There's a deceptive coolness about the fiction of Ian McEwan. His prose is severely chiseled, and his strong interest in science lends a clinical air to his narratives, but this must not distract the reader from the deep vein of feeling that runs through them. Certainly it has never been more powerful than in Enduring Love, a novel that is at once an ingenious and formidably intelligent study of one form of mental illness and a wrenching evocation of the risks to which love can be put ... As treated by McEwan, Jed Parry's lunatic passion becomes a fun-house mirror that distorts the real passion between Joe and Clarissa; in so doing, it gives us a strange but revealing perspective on love itself. This may seem unlikely material, but out of it McEwan has fashioned a remarkable novel, haunting and original and written in prose that anyone who writes can only envy.
... [McEwan] has not lost his knack for intimating the unconventional -- his dark glance reminds us that normal behavior conceals but does not banish unsavory truths ... [the appendix] is an impressive transformation, the rearing up of a fictional world around summary notations from the realm of the actual. Impressive, but also curiously ballasted, as if by hewing to the highly eccentric contours of what really happened, the novelist were tethered on some deeper level. Interesting and credible though Joe and Clarissa are, there is some way in which they don't seem thoroughly known, as if McEwan didn't trust that he had permission to imagine them all the way into existence. The same constraint is felt, at times, about the developing situation: it is so unusual that it seems to lack some of the hard granularity of true invention ... The deeper implications of McEwan's novel begin to reach us just when we want to believe that all erratic forms of behavior have been tagged and dealt with.

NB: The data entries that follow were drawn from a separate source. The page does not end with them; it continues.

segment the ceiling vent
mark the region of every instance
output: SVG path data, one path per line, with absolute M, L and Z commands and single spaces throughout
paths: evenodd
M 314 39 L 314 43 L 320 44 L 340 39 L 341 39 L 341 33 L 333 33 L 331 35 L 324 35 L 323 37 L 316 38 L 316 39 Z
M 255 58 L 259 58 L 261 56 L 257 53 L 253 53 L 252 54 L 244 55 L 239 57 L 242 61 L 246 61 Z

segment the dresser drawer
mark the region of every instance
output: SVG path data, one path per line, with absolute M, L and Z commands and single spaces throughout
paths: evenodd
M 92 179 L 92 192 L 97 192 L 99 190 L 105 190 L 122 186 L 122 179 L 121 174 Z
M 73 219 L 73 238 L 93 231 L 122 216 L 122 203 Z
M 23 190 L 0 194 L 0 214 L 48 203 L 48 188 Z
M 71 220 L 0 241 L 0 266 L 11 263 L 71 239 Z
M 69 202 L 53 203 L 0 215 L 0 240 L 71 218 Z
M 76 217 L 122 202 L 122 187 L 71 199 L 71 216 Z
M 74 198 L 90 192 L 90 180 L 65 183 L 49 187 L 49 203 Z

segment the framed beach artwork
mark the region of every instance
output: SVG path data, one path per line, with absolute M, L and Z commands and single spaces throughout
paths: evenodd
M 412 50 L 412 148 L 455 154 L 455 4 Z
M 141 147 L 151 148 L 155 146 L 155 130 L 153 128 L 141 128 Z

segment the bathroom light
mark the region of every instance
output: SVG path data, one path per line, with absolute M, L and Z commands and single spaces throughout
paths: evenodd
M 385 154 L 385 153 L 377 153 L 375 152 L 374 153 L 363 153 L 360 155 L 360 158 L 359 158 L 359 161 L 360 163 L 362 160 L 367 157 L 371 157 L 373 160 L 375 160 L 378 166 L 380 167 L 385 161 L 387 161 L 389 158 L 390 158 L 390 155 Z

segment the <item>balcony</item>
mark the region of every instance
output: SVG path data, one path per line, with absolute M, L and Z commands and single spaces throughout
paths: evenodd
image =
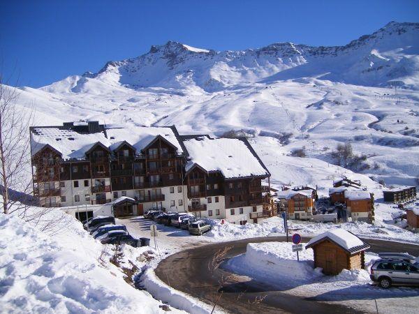
M 112 177 L 132 177 L 133 170 L 131 169 L 115 169 L 110 170 L 110 175 Z
M 189 183 L 190 186 L 205 184 L 205 178 L 189 179 Z
M 249 191 L 251 193 L 269 192 L 269 186 L 250 186 Z
M 188 192 L 188 197 L 189 198 L 192 197 L 206 197 L 207 193 L 205 191 L 203 192 Z
M 92 193 L 110 192 L 110 186 L 94 186 L 91 187 Z
M 159 195 L 144 195 L 144 196 L 137 196 L 135 197 L 135 200 L 140 203 L 147 203 L 149 202 L 162 202 L 165 200 L 164 194 L 161 194 Z
M 207 210 L 207 205 L 198 204 L 198 205 L 188 205 L 188 211 L 203 211 Z
M 250 213 L 251 219 L 257 219 L 261 218 L 268 218 L 272 216 L 272 211 L 263 211 L 262 212 L 254 212 Z
M 112 201 L 112 200 L 106 200 L 105 198 L 101 199 L 101 200 L 93 200 L 91 201 L 91 204 L 92 205 L 101 205 L 103 204 L 110 203 L 111 201 Z

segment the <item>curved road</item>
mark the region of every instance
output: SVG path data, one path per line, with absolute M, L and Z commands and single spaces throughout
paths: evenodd
M 303 238 L 307 242 L 309 238 Z M 155 269 L 156 274 L 166 284 L 188 293 L 200 300 L 214 304 L 219 296 L 219 280 L 231 275 L 222 269 L 212 273 L 208 267 L 214 255 L 226 247 L 233 247 L 227 258 L 246 252 L 248 243 L 284 241 L 285 237 L 252 238 L 198 246 L 169 256 Z M 381 240 L 366 239 L 371 245 L 369 251 L 380 252 L 406 252 L 419 255 L 419 246 Z M 218 306 L 231 313 L 358 313 L 344 306 L 311 301 L 278 291 L 277 289 L 254 281 L 247 281 L 234 276 L 234 283 L 223 288 Z M 257 297 L 266 296 L 262 302 L 255 302 Z

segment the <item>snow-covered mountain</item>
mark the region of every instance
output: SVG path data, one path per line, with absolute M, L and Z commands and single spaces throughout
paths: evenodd
M 419 23 L 392 22 L 345 46 L 274 43 L 244 51 L 215 52 L 169 41 L 139 57 L 110 61 L 69 85 L 81 91 L 87 78 L 133 89 L 198 87 L 212 92 L 256 82 L 316 77 L 365 86 L 419 88 Z M 53 84 L 45 88 L 54 91 Z
M 96 74 L 23 87 L 19 104 L 35 104 L 38 125 L 90 119 L 175 124 L 182 134 L 240 131 L 278 184 L 324 185 L 311 158 L 330 162 L 337 144 L 350 142 L 367 155 L 365 174 L 416 184 L 418 52 L 419 23 L 390 22 L 343 47 L 217 52 L 169 42 Z M 311 158 L 284 156 L 302 147 Z

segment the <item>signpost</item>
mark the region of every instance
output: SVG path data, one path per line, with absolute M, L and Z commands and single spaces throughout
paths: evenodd
M 156 237 L 159 235 L 159 232 L 157 231 L 157 225 L 150 225 L 150 233 L 152 237 L 154 239 L 154 250 L 157 249 L 157 245 L 156 244 Z
M 293 234 L 293 243 L 294 244 L 293 246 L 293 252 L 297 252 L 297 260 L 298 262 L 300 262 L 298 252 L 302 251 L 302 244 L 300 244 L 300 242 L 301 242 L 301 236 L 297 233 Z

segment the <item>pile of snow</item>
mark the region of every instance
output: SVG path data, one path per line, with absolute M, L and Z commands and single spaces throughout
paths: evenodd
M 61 214 L 58 209 L 47 214 L 59 219 Z M 67 216 L 67 227 L 54 230 L 51 236 L 39 230 L 47 223 L 33 227 L 15 216 L 0 214 L 3 311 L 164 312 L 161 302 L 127 283 L 120 269 L 109 262 L 110 246 L 94 240 Z M 136 257 L 147 249 L 125 247 L 122 263 L 128 266 L 129 258 L 141 267 Z
M 246 253 L 229 260 L 226 267 L 271 283 L 301 284 L 323 276 L 319 269 L 314 269 L 312 249 L 300 252 L 298 262 L 291 246 L 286 242 L 249 243 Z

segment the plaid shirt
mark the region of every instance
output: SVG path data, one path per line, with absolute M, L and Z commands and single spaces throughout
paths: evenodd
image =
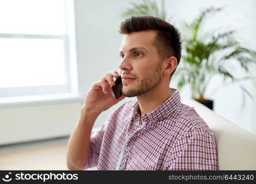
M 137 99 L 124 102 L 92 132 L 84 169 L 218 170 L 215 136 L 177 90 L 141 120 Z

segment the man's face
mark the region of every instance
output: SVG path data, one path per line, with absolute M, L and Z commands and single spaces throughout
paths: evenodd
M 153 45 L 156 31 L 144 31 L 124 36 L 120 47 L 119 66 L 122 78 L 122 93 L 140 96 L 157 86 L 162 79 L 162 62 Z M 125 79 L 130 77 L 134 79 Z

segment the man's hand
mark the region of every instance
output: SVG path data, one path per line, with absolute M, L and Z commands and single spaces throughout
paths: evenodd
M 111 91 L 111 86 L 114 86 L 113 77 L 120 77 L 118 72 L 110 72 L 104 75 L 100 81 L 94 83 L 87 94 L 82 109 L 86 112 L 100 114 L 125 98 L 122 95 L 116 99 Z

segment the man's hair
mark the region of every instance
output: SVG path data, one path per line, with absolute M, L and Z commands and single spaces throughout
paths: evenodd
M 182 52 L 180 34 L 171 24 L 150 15 L 133 16 L 121 23 L 118 31 L 120 34 L 129 34 L 147 30 L 158 31 L 153 44 L 156 47 L 160 58 L 164 60 L 170 56 L 175 56 L 178 64 Z M 170 80 L 175 70 L 171 74 Z

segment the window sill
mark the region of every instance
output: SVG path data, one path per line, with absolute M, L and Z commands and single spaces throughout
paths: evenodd
M 84 99 L 79 98 L 78 94 L 73 94 L 0 98 L 0 108 L 25 107 L 83 102 Z

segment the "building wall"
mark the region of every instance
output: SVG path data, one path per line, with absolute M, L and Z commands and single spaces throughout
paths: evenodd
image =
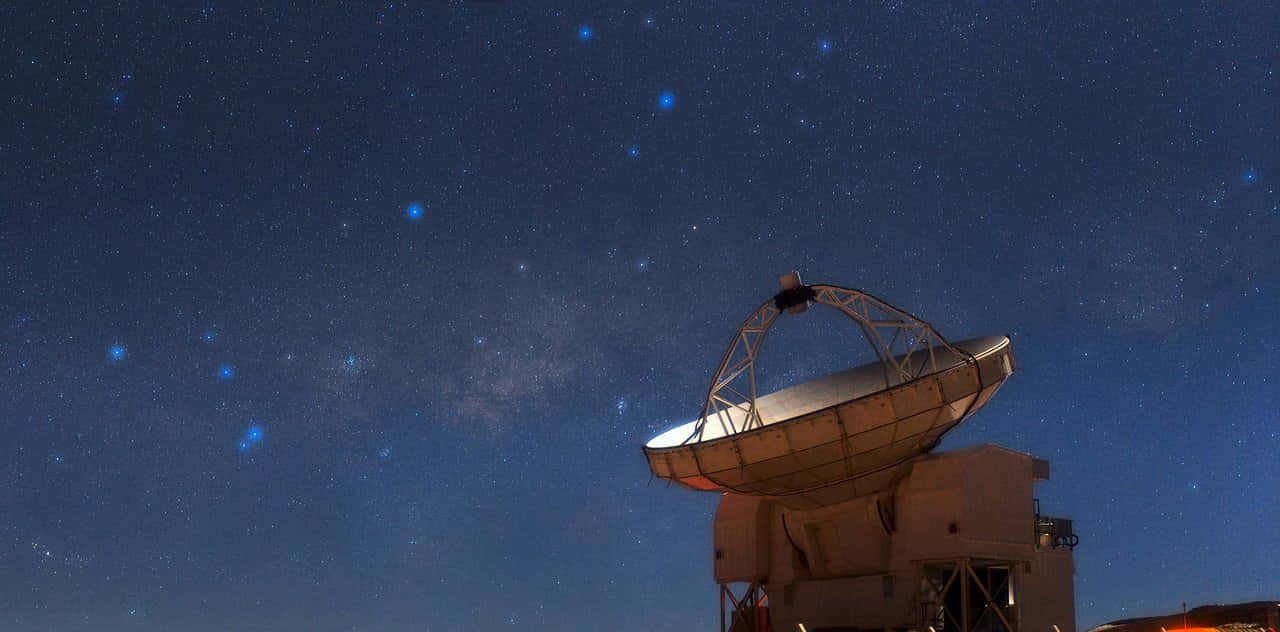
M 1075 631 L 1069 550 L 1034 537 L 1033 459 L 996 445 L 919 459 L 896 490 L 795 510 L 726 495 L 717 581 L 767 585 L 774 629 L 893 628 L 919 619 L 927 565 L 1011 560 L 1020 629 Z

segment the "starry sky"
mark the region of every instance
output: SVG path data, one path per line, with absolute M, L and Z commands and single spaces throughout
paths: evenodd
M 712 629 L 792 269 L 1012 336 L 1082 629 L 1280 596 L 1275 5 L 817 5 L 0 9 L 0 631 Z

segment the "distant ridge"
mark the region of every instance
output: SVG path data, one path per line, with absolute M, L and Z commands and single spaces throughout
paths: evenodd
M 1187 628 L 1217 628 L 1222 632 L 1280 632 L 1280 600 L 1245 604 L 1201 605 L 1187 610 Z M 1178 632 L 1183 613 L 1139 617 L 1103 623 L 1089 632 Z

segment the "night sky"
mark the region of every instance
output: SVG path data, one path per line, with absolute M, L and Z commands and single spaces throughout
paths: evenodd
M 17 4 L 5 632 L 712 629 L 640 445 L 792 269 L 1012 336 L 942 448 L 1052 462 L 1082 629 L 1280 596 L 1274 5 Z

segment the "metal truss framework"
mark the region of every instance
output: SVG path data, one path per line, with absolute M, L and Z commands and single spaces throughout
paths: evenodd
M 1014 560 L 959 558 L 922 564 L 920 628 L 938 632 L 1018 632 Z
M 764 585 L 751 582 L 741 597 L 733 595 L 727 583 L 721 585 L 721 626 L 719 632 L 756 632 L 771 629 L 768 603 Z M 724 606 L 730 608 L 726 609 Z M 726 619 L 726 614 L 728 618 Z M 728 627 L 724 627 L 724 624 Z
M 865 292 L 836 285 L 801 288 L 812 290 L 809 302 L 833 307 L 858 324 L 884 367 L 884 388 L 937 372 L 940 354 L 951 354 L 948 359 L 973 359 L 947 343 L 933 325 Z M 756 308 L 733 334 L 707 391 L 703 415 L 685 444 L 701 441 L 703 431 L 712 421 L 726 436 L 764 426 L 765 420 L 760 418 L 755 406 L 755 358 L 785 307 L 780 297 L 782 294 Z M 731 415 L 731 411 L 741 415 Z M 735 416 L 739 421 L 733 420 Z

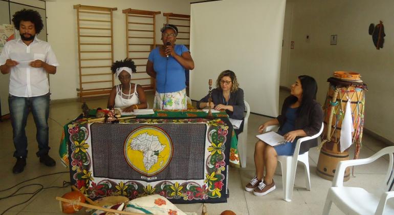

What’s striking about McEwan’s later work and his new novel Enduring Love is its intimacy with evasion and failure, combined with an alert intelligence about these things which itself looks like grounds for hope ... opens with a moral puzzle so beautifully posed that you wonder if the book is ever going to escape from the parable into the larger, looser fiction ... As the story unfolds, it is evident that dependence and interdependence are the ideas McEwan wants us to think through, although nothing prepares us, or Joe, for what happens next or the turn these ideas take. This is where the parable opens brilliantly into a novel.